Portugal and Spain had with falling church attendance swung away dramatically from the church. When the retiring Pope visited them as a “cornerstones in his strategy for “re-Christianising’ Europe”, there were protests that he was trying to boost fallen church attendance. In Spain, he was met by protests and marches about among others, the “scandalous” expenditure spent on his visit as Spain confronted an economic crisis with youth unemployment running at 45 per cent. Only some 70 per cent of Spaniards are even nominally Catholics.

This week, the BBC showed empty churches in France with African priests preaching to only elderly whites. Younger France was becoming secular. Similarly, a nationwide survey by YouGov poll found that more than half of Britons think Christianity is likely to have disappeared from Britain within a century. The Catholic future was in the less scientifically literate developing world.

Among the leading names for the future Pope mentioned in the Western press are Timothy Dolan, Sean O’Malley, Angelo Scola, Odilo Scherer. Our own cardinal Malcolm Ranjith has also been mentioned as having an outside chance. Would the appointment of Malcolm Ranjith give the Papal apology earlier given over 100 times? How does he compare with recent popes?

The second Vatican Council brought local practices to Sri Lanka. But in one of the first acts of Malcolm Ranjith on being appointed archbishop of Colombo in 2009, he “banned lay preachers and banished cultural practices borrowed from other religions from Sri Lanka’s Roman Catholic Church” - a retrograde step from Vatican Council aspirations. And instead of acknowledging the major destruction of Buddhist sites by Vatican-inspired Portuguese acts which required centuries later to bring our higher ordination from Siam and Myanmar, Ranjith wanted to remove teaching of that destruction from Sri Lankan school texts. The Portuguese priests who documented that destruction would have been amused. This was like the charge against some European clergy that they were denying the Jewish holocaust.

Western press

And what would be Malcolm’s stand be against the massive exposure in the Western press of molesting priests. We have Malcolm’s own words as published by the Vatican website on Asia asianews.it.
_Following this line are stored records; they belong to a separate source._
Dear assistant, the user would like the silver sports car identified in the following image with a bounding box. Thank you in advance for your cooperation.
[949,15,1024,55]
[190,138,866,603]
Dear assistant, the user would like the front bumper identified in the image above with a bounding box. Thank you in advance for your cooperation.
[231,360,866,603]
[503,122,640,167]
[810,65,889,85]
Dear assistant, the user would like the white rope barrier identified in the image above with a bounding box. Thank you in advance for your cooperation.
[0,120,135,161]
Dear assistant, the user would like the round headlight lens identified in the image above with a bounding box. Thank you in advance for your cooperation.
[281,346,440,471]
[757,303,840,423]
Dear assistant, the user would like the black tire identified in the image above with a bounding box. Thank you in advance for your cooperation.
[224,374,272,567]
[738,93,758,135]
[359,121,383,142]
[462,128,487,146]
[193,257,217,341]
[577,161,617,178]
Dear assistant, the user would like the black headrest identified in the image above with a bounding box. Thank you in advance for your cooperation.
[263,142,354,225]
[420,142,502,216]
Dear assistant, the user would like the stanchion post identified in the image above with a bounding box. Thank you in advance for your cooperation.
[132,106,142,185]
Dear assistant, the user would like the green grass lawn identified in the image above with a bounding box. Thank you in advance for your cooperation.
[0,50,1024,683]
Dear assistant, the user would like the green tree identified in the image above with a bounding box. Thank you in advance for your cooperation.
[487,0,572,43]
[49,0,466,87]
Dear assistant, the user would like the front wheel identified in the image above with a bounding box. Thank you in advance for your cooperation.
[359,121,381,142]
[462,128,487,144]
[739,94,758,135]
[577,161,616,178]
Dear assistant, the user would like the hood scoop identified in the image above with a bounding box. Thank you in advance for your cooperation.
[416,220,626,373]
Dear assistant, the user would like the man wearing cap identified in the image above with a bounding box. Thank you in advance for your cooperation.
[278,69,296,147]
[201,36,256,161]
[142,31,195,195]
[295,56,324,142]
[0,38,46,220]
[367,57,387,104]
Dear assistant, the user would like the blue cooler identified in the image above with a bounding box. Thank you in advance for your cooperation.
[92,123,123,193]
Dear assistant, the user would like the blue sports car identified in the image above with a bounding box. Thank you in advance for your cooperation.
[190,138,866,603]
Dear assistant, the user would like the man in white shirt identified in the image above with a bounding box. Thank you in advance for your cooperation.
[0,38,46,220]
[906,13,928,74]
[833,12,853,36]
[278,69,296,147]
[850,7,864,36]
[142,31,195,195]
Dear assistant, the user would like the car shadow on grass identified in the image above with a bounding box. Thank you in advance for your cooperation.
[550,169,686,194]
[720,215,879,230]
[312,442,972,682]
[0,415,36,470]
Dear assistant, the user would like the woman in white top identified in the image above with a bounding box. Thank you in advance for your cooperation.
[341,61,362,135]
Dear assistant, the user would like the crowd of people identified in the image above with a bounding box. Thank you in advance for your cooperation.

Malcolm expressed “solidarity and support” for the retiring Pope over the paedophilia scandal and to express “communion with the Pope and the Church”. Malcolm called for “Sri Lanka Catholics to pray for Benedict XVI and his intentions” and he slammed the messenger of bad news, saying it was “an organised and malicious attack by international media”.

Incidentally, the Vatican website asianews.it has under it the banner “Asia our common task for the third millennium by John Paul 11”. This repeated John Paul 11’s message to convert Asia to Catholicism. Almost all of Asia was once influenced by Buddhism. And what did this late John Paul 11 think of Buddhism. In his important book Crossing the Threshold of Hope, Pope singled out Buddhism for a major attack because it did not believe in a creator pointing out also that in the West Buddhism was gaining ground.

The Vatican correspondent for Il Messaggero, a leading Italian paper said “We need a new era in the Church”. Malcolm Ranjith, may be our man but, as the Western press labeled him, he was of the unreformed,very old guard. Il Messaggero had several different preferences, most notably Boston Archbishop Cardinal Sean O’Malley. Put your bets.